3. What evidence supports the existence of dark energy?

The existence of dark energy is supported by several lines of evidence, including observations of the accelerating expansion of the universe from type Ia supernovae, the cosmic microwave background radiation, and the distribution of galaxies. These observations all suggest that the expansion of the universe is accelerating, which can be explained by the presence of dark energy.

4. How do scientists study and measure dark energy?

Scientists use various methods to study and measure dark energy. One approach is through observations of distant supernovae, which can provide information about the rate of the universe's expansion. Another method is through the study of the large-scale structure of the universe, which can reveal the distribution of matter and energy. Scientists also use powerful telescopes and instruments, such as the Dark Energy Camera and the Dark Energy Spectroscopic Instrument, to gather data and make measurements related to dark energy.

5. What are some potential implications of understanding dark energy?

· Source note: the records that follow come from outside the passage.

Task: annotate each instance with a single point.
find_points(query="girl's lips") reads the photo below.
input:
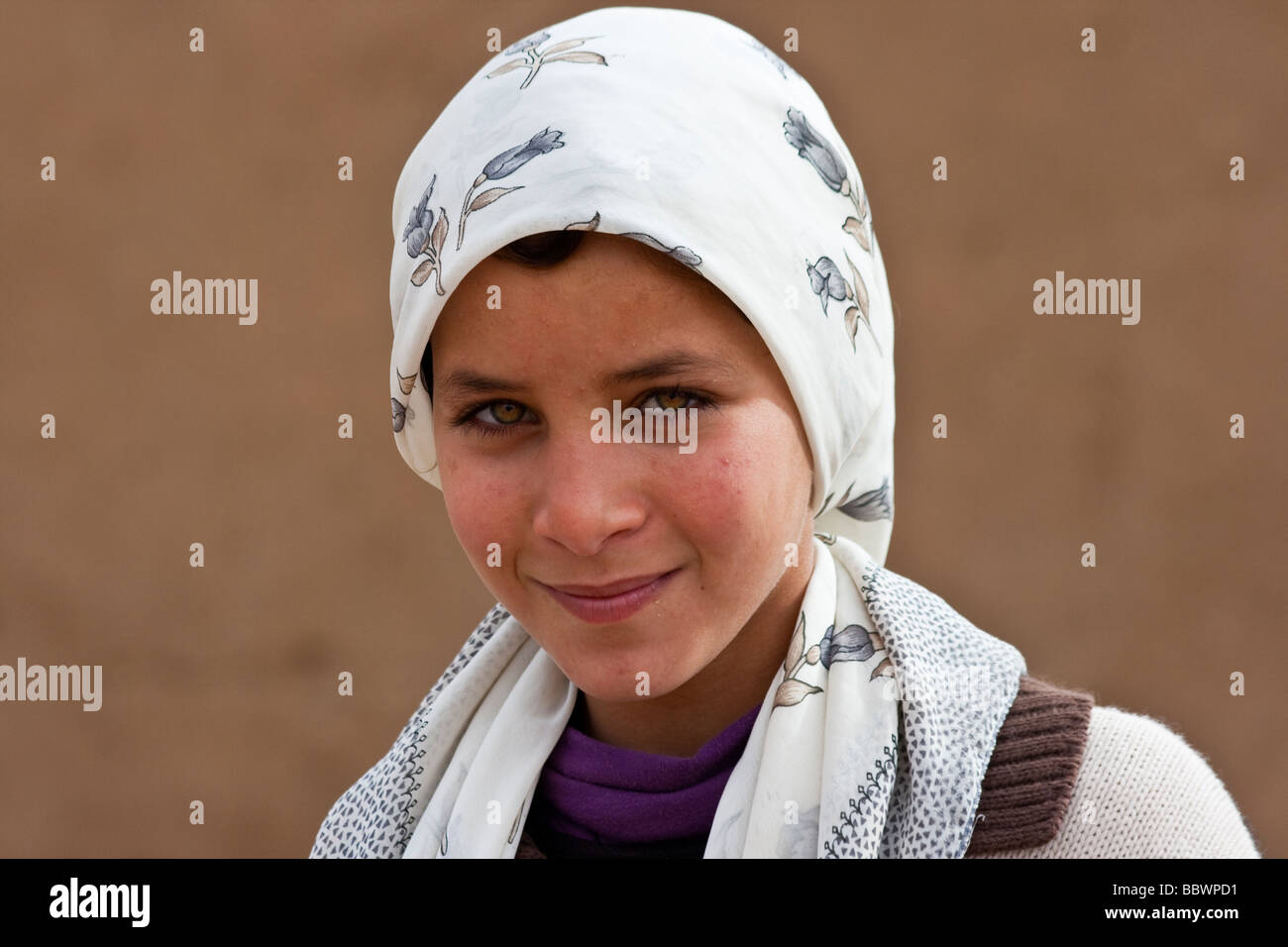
(604, 609)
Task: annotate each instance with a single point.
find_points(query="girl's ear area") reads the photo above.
(426, 372)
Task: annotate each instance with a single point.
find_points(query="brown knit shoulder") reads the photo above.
(1030, 775)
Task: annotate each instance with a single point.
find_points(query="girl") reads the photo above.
(697, 650)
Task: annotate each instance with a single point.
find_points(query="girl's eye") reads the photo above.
(505, 416)
(493, 418)
(677, 399)
(505, 411)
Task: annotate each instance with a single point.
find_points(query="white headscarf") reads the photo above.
(681, 131)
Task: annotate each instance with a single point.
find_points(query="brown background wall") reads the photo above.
(326, 554)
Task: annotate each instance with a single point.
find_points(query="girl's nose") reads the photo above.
(589, 491)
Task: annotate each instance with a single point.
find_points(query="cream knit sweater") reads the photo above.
(1144, 792)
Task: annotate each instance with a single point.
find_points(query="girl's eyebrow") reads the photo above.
(666, 364)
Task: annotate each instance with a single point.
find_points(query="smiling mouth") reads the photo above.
(613, 602)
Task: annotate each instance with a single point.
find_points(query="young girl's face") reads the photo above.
(574, 519)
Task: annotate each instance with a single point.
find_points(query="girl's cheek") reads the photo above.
(480, 512)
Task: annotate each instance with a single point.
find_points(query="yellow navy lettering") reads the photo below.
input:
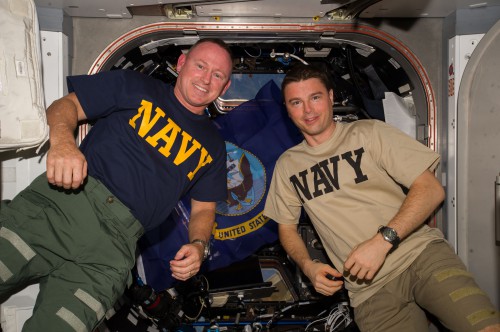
(168, 135)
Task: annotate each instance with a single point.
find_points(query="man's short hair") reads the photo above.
(302, 72)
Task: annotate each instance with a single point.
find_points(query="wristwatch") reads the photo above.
(206, 247)
(390, 235)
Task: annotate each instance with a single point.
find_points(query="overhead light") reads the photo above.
(477, 5)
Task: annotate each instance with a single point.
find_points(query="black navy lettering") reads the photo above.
(324, 175)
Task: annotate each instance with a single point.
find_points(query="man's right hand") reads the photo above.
(66, 166)
(322, 277)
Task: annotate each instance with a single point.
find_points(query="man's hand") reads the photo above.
(66, 166)
(325, 279)
(367, 258)
(187, 261)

Understanding dark energy could have significant implications for our understanding of the universe and its ultimate fate. If we can better understand the nature of dark energy, we may be able to predict the future expansion of the universe and gain insight into the fundamental laws of physics. Additionally, understanding dark energy could potentially lead to new technologies and advancements in our understanding of the universe's origins and evolution.